Thornburgh Defends U.S. Refusal to Admit Some Jews As Refugees

April 14, 1989
See Original Daily Bulletin From This Date
Advertisement

Attorney General Dick Thornburgh on Thursday defended the U.S. decision to refuse to admit some Soviet Jews to the United States as refugees.

Prior to last fall, Soviet Jews wishing to immigrate to the United States were automatically granted refugee status. But since Sept. 14, 1,470 Soviet Jews have been denied entry as refugees, on the grounds that they could not prove to have a “well-founded fear of persecution.”

“No longer were we dealing exclusively with the identified dissidents, the classic refuseniks, those persons who had a clear, well-founded fear of persecution, who had in fact been persecuted,” Thornburgh told disgruntled United Jewish Appeal leaders here.

“We were faced with a larger number of persons who sought to come to the United States for family and economic reasons, and under the case-by-case examination requirements of the law, these determinations, in an increasing number of cases, were adverse,” the attorney general explained.

Sylvia Hassenfeld, president of the American Jewish Joint Distribution Committee, told Thornburgh that “there is a long history of incipient anti-Semitism in the Soviet Union.”

Describing career-related discrimination, she said that Soviet Jewish adults are “not able to climb up the ladder. They would be able to climb up with the same skills in an open society, and again I say to you, ‘Isn’t that persecution?’ “

Thornburgh responded that under U.S. law, refugee status cannot be granted to entire classes of people in a given country. Such status has to be granted on a case-by-case basis.

‘SUBTLE’ KINDS OF PERSECUTION

He said, however, that Soviet Jews “have a special status” as potential refugees and immigrants because they have faced “subtle kinds of covert persecution that have been characteristic of the long history of anti-Semitism in the Soviet Union.”
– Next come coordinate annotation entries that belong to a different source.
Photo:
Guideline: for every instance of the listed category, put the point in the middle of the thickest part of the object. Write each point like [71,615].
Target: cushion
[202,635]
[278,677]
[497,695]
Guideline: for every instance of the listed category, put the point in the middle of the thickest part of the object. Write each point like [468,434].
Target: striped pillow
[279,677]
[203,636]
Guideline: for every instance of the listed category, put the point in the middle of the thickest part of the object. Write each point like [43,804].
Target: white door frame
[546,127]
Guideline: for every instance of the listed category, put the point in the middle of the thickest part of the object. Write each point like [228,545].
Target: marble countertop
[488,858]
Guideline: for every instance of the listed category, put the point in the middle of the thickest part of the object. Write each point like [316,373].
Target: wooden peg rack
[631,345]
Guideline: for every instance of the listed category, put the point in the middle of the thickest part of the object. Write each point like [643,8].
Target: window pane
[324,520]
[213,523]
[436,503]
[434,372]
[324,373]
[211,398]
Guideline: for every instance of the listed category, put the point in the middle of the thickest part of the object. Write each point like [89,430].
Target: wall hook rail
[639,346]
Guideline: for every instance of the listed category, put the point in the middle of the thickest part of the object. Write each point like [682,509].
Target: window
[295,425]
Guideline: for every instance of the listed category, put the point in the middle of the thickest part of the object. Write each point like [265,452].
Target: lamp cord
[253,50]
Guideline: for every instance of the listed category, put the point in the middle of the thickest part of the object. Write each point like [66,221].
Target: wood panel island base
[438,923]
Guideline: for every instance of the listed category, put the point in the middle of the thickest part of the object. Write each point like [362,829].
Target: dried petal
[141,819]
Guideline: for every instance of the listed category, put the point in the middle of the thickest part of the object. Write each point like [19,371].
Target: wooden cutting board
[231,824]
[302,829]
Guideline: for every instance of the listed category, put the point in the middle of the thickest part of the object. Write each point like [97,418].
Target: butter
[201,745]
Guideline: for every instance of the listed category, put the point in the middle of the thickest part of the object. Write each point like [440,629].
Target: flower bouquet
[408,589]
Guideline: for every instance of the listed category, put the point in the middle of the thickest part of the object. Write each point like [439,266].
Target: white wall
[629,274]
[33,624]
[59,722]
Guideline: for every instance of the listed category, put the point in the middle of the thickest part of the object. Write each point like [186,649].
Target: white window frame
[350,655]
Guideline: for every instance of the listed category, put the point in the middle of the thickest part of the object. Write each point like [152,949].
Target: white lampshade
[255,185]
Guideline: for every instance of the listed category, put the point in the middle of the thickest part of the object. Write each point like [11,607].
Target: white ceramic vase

One effort being made is to provide additional information to Immigration and Naturalization Service adjudicators on the history of Jews in the Soviet Union, he said.

Martin Stein, chairman of the UJA board of trustees, complained to Thornburgh that the flow of Soviet Jewish refugees to the United States is too slow.

“One of the things that is eating up a lot of the money that we could use for resettlement in the States or wherever is the fact that we are spending it in Italy,” where 9,000 Soviet Jews are waiting entry to the United States, he said.

Thornburgh responded that the INS recently increased the number of its adjudicators in Rome.